The chicken-and-egg thing also applies to GPUs btw., Nvidia & PGI have supported...

cbkeller · on Nov 27, 2018

That's a good point. Hierarchical parallelism is becoming increasingly important, so having one language that can be used both within-node and between-node is very convenient, and could add to the lock-in factor.

m_mueller · on Nov 27, 2018

Good point and this is btw. exactly where Nvidia is heading. There will be a point in the future where you just program kernels and/or map/reduce functions and/or library functions and then call them to execute on a GPU cluster, passing in a configuration for network topology, node-level topology (how many GPUs, how are they connected) and chip-level topology (grid+block size).

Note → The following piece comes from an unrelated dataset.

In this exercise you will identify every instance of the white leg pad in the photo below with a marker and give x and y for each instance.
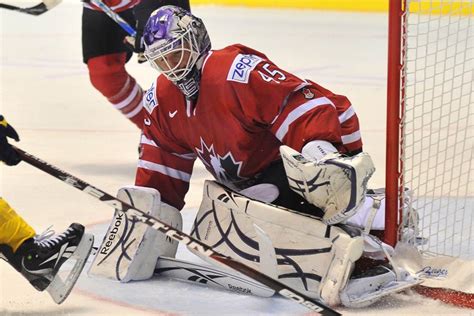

The address space will be shared on the whole cluster, supported by an interconnect that’s so fast that most researcher can just stop caring about communication / data locality (see how DGX-2 works).

wahern · on Nov 27, 2018

> The address space will be shared on the whole cluster, supported by an interconnect that’s so fast that most researcher can just stop caring about communication / data locality

There will always be people who will care because locality will always matter (thanks, physics). Improvements in technology may make it easier and cheaper to solve today's problems, but as technology improves we simply begin to tackle new, more difficult problems.

Today's chips provide more performance than whole clusters from 20 years ago and can perform yesterday's jobs on a single chip. But that doesn't mean clusters stopped being a thing.

See also The Myth of RAM, http://www.ilikebigbits.com/2014_04_21_myth_of_ram_1.html

m_mueller · on Nov 27, 2018

I do think there’s a paradigm shift coming. it’s a combination of the ongoing shift away from latency- to throughput oriented design with the capabilities shown in new interlinks, especially nvlink/nvswitch. This allows DGX-2 to already cover a fair amount of what would otherwise have to be programmed for midsized clusters - if it can be made to scale one more order of magnitude (i.e. ~ 10 DGX) I think there’s not much left that wouldn’t fit there but would fit something like Titan. There’s not that much so embarassingly parallel that the communication overhead doesn’t constrain it, and if doesn’t, you again don’t care much about data locality as it becomes trivial (e.g. compute intensive map function).

pjmlp · on Nov 27, 2018

C++ and Fortran support on CUDA was one of the big reasons why OpenCL was left behind.

They now at least support C++14, but driver support seems to still not be quite there, from what I get reading the interwebs.